Ukraine's Capital Faces Sleepless Nights Amid Russian Attacks

MTV Lebanon19-07-2025
Several nights a week, Daria Slavytska packs a yoga mat, blankets and food into a stroller and descends with her two-year-old Emil into the Kyiv subway. While air raid sirens wail above, the 27-year-old tries to snatch a few hours' sleep safely below ground.
For the past two months, Russia has unleashed nighttime drone and missile assaults on Kyiv in a summer offensive that is straining the city's air defences, and has its 3.7 million residents exhausted and on edge.
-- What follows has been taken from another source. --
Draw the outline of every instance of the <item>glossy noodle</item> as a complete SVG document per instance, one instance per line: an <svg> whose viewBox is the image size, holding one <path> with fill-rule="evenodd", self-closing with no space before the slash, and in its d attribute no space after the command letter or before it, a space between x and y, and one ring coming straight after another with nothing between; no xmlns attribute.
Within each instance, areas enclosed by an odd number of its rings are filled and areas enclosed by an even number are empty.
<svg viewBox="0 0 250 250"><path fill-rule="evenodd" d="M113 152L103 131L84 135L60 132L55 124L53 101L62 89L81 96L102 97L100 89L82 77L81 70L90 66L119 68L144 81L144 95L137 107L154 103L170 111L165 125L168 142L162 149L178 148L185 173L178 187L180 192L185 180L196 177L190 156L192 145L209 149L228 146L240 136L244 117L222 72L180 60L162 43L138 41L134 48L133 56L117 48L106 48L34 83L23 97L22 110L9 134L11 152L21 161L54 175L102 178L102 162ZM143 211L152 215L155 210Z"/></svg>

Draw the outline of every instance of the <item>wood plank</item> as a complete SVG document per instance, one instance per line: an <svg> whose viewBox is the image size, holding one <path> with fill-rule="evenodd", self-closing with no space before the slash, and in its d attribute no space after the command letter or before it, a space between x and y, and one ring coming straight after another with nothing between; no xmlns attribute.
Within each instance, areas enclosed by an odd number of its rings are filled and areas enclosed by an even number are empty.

Other towns and villages have seen far worse since Russia launched its full-scale invasion in early 2022 - especially those close to the frontline far to the east and south.
Many have been damaged or occupied as Russia advances, and thousands of people have fled to the capital, considered the best-defended city in the country.
But recent heavy attacks are beginning to change the mood. At night, residents rush to metro stations deep underground in scenes reminiscent of the German "Blitz" bombings of London during World War Two.
Slavytska has started nervously checking Telegram channels at home even before the city's alarms sound, after she found herself in early July running into the street to reach the metro with explosions already booming in the sky.
The number of people like Slavytska taking refuge in the cavernous Soviet-era ticket halls and drafty platforms of Kyiv's 46 underground stations soared after large-scale bombardments slammed the city five times in June.
Previously, the loud air raid alert on her phone sent Emil into bouts of shaking and he would cry "Corridor, corridor, mum. I'm scared. Corridor, mum," Slavytska said. Now, accustomed to the attacks, he says more calmly "Mum, we should go".
"We used to come here less often, about once a month," Slavytska said, sheltering in Akademmistechko station in western Kyiv. "That was six months ago. Now we come two or three times a week." She spent the night curled up on her pink mat with Emil by a column lining the subway tracks.
The subway system recorded 165,000 visits during June nights, more than double the 65,000 visits in May and nearly five times the number in June last year, its press service told Reuters.
More people were heading to the shelter because of "the scale and lethality" of attacks, the head of Kyiv's military administration, Tymur Tkachenko, told Reuters. He said strikes killed 78 Kyiv residents and injured more than 400 in the first half of the year.